Trump’s White House chief of staff Meadows cooperating with Jan. 6 panel
WASHINGTON — Mark Meadows, who was White House chief of staff under former President Donald Trump, has reached an agreement with the House committee investigating the Jan. 6 attack on the Capitol to provide documents and sit for a deposition, the panel said Tuesday, a stunning reversal for a crucial witness in the inquiry.
The change of stance for Mr. Meadows, who had previously refused to cooperate with the committee in line with a directive from Mr. Trump, came as the panel prepared to seek criminal contempt of Congress charges against a second witness who has stonewalled its subpoenas.
It marked a turnabout after weeks of private wrangling between the former chief of staff and the select committee over whether he would participate in the investigation and to what degree.
“Mr. Meadows has been engaging with the select committee through his attorney,” Rep. Bennie Thompson, D-Miss., chair of the panel, said in a statement. “He has produced records to the committee and will soon appear for an initial deposition.”
Mr. Thompson indicated that he was withholding judgment about whether Mr. Meadows was willing to cooperate sufficiently, adding, “The committee will continue to assess his degree of compliance with our subpoena after the deposition.”
His deposition is expected to be private, as has been the panel’s practice with other witnesses.
Mr. Meadows’ lawyer, George J. Terwilliger III, also suggested that there were strict limits to his client’s willingness to participate in the inquiry.
“As we have from the beginning, we continue to work with the select committee and its staff to see if we can reach an accommodation that does not require Mr. Meadows to waive executive privilege or to forfeit the long-standing position that senior White House aides cannot be compelled to testify before Congress,” Mr. Terwilliger said in a statement. “We appreciate the select committee’s openness to receiving voluntary responses on non-privileged topics.”
Citing a claim of executive privilege from Mr. Trump, Mr. Terwilliger, wrote to the committee Nov. 10 saying that his client could not “in good conscience” provide testimony out of an “appreciation for our constitutional system and the separation of powers,” asserting that doing so would “undermine the office and all who hold it.”
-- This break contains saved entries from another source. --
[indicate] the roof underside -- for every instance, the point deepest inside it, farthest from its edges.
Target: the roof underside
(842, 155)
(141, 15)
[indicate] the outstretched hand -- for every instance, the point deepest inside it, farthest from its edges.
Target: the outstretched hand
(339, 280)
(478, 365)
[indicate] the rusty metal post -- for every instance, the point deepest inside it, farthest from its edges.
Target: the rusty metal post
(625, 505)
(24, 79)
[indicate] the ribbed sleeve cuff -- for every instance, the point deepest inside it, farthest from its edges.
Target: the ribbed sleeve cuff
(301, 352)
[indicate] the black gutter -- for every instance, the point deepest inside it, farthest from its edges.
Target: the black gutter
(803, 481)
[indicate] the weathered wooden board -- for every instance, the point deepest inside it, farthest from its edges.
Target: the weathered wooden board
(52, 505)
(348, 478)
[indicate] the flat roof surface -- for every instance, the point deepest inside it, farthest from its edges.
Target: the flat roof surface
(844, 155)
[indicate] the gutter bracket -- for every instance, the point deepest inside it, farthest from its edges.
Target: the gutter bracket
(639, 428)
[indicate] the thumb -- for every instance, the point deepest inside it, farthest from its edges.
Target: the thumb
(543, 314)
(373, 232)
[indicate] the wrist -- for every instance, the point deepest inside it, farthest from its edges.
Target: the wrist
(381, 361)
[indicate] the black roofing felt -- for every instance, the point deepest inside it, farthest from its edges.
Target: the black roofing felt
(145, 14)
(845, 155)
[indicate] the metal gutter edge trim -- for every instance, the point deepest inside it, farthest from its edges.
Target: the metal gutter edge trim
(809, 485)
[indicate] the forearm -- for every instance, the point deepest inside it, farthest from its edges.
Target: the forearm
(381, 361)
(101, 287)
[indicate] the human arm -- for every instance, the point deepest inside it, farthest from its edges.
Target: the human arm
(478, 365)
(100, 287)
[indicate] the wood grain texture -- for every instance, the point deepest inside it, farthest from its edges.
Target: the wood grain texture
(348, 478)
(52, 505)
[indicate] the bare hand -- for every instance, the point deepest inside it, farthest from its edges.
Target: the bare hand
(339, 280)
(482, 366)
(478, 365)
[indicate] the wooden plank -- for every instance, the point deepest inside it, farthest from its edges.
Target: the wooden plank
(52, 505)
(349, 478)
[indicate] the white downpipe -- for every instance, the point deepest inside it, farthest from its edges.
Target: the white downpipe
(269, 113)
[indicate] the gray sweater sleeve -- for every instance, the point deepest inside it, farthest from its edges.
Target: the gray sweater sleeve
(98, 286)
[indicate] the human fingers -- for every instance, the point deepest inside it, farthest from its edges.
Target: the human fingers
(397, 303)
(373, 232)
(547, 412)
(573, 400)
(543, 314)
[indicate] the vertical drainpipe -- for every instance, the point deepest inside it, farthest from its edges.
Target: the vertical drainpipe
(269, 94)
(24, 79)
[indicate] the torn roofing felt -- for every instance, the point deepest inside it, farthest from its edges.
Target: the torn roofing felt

That stance was condemned by the leaders of the committee, Mr. Thompson and Rep. Liz Cheney, RWyo., the vice chair, who accused Mr. Meadows of defying a lawful subpoena. They said they would consider pursuing contempt charges to enforce it.
Mr. Thompson and Ms. Cheney called Mr. Trump’s privilege claims “spurious” and added that many of the matters they wished to discuss with Mr. Meadows “are not even conceivably subject to any privilege claim, even if there were one.”
Among their questions, they said, were whether he was using a private cellphone to communicate Jan. 6 and the location of his text messages from that day.
The select committee issued a subpoena for Mr. Meadows’ records and testimony in September, citing his involvement in the planning of efforts to subvert the results of the 2020 election.
In Mr. Trump’s final weeks in office, Mr. Meadows repeatedly pushed the Justice Department to investigate unfounded conspiracy theories, according to emails provided to Congress, portions of which were reviewed by The New York Times.
He was also in communication with organizers of the rally Jan. 6 that preceded the violence, including Amy Kremer of Women for America First, the committee said.